Un garçon futé

Rapasinhu spértu

​Il était une fois une femme menteuse. Cette femme, qui possédait une génisse, se dit un jour :

— Je mens beaucoup !... Le jour où je trouverai quelqu’un qui ment autant ou plus que moi, je lui donnerai cette génisse !
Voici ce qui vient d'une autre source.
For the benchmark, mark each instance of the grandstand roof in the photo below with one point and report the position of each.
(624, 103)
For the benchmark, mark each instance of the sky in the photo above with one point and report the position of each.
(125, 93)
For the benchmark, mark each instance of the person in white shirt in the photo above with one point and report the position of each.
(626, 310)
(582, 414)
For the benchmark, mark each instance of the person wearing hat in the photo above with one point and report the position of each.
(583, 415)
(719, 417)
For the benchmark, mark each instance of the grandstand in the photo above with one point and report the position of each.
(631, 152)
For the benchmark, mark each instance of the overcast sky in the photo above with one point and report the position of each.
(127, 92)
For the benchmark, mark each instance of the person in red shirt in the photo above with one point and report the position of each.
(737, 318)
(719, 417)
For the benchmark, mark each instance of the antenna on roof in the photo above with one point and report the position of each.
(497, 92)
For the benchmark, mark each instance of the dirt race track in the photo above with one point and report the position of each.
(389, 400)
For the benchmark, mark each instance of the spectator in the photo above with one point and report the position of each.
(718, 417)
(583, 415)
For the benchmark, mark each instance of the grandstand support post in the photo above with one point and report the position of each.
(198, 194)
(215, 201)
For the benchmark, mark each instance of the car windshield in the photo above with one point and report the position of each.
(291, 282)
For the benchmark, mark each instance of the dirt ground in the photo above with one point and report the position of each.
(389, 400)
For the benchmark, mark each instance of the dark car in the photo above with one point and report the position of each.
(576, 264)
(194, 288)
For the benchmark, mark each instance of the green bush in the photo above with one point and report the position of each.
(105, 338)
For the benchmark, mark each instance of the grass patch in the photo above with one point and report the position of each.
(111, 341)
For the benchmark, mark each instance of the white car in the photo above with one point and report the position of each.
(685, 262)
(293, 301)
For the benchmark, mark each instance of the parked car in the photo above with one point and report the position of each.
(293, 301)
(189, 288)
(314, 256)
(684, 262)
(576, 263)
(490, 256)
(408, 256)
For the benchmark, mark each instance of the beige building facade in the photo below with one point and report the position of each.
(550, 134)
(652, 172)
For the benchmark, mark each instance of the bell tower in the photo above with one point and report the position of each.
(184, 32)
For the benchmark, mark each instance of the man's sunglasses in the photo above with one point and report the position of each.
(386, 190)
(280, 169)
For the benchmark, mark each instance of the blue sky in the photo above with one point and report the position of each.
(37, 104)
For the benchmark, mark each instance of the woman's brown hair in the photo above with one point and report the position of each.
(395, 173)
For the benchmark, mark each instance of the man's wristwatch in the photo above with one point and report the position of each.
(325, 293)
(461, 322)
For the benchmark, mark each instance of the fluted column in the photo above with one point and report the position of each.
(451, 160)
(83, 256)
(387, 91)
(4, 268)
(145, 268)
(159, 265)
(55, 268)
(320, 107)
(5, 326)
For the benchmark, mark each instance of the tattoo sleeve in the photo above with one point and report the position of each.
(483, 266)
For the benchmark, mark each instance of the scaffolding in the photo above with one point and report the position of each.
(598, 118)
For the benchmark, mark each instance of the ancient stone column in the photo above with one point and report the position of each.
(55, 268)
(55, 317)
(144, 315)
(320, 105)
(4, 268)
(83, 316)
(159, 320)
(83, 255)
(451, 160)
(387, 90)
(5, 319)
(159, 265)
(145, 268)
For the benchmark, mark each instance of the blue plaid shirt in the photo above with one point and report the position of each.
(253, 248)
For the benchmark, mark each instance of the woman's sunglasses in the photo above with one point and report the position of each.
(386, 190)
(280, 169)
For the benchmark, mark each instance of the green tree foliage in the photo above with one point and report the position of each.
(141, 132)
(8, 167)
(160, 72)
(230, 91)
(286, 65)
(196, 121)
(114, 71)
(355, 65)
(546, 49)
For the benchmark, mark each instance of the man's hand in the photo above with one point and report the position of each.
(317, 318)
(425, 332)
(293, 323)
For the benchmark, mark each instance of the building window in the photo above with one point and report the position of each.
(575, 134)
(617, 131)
Elle sortit donc de chez elle et se mit en chemin, emmenant la vachette avec elle. Elle marcha, marcha et, à un moment donné, elle arriva à la maison d’une famille où elle ne trouva qu’un garçon qu’elle salua :

— Bonjour, comment vas-tu ?... Où est ta mère, mon garçon ?

— Ma mère est allée à Lisbonne pour assécher la mer et la transformer en potager !

Elle demanda :

— Où est ton père ?

— Mon père est allé défoncer un rocher pour créer à la place un champ de culture !

Alors, elle commenta :

— Mon garçon, d’après ce que je viens d’entendre, j’ai besoin de m’asseoir… Je vais donc m’asseoir !

Elle se tourna alors vers le garçon et dit :

— Écoute, entre dans la maison et apporte-moi un siège pour m’asseoir !...

Le garçon entra et entreprit immédiatement de mettre les chaises les unes sur les autres, et les chaises finissaient par tomber, alors le garçon recommençait. La femme s’étonnant de l’attente, demanda :

— Petit, tu n’as pas encore trouvé de chaise ?!...

Le gamin répondit :

— Non, je suis en train d’essayer de trouver une chaise femelle, parce que les chaises mâles ont l’habitude de pincer les fesses des femmes…

Elle dit :

— Écoute, laisse tomber les chaises !... Donne-moi, plutôt, un peu d’eau de la cruche !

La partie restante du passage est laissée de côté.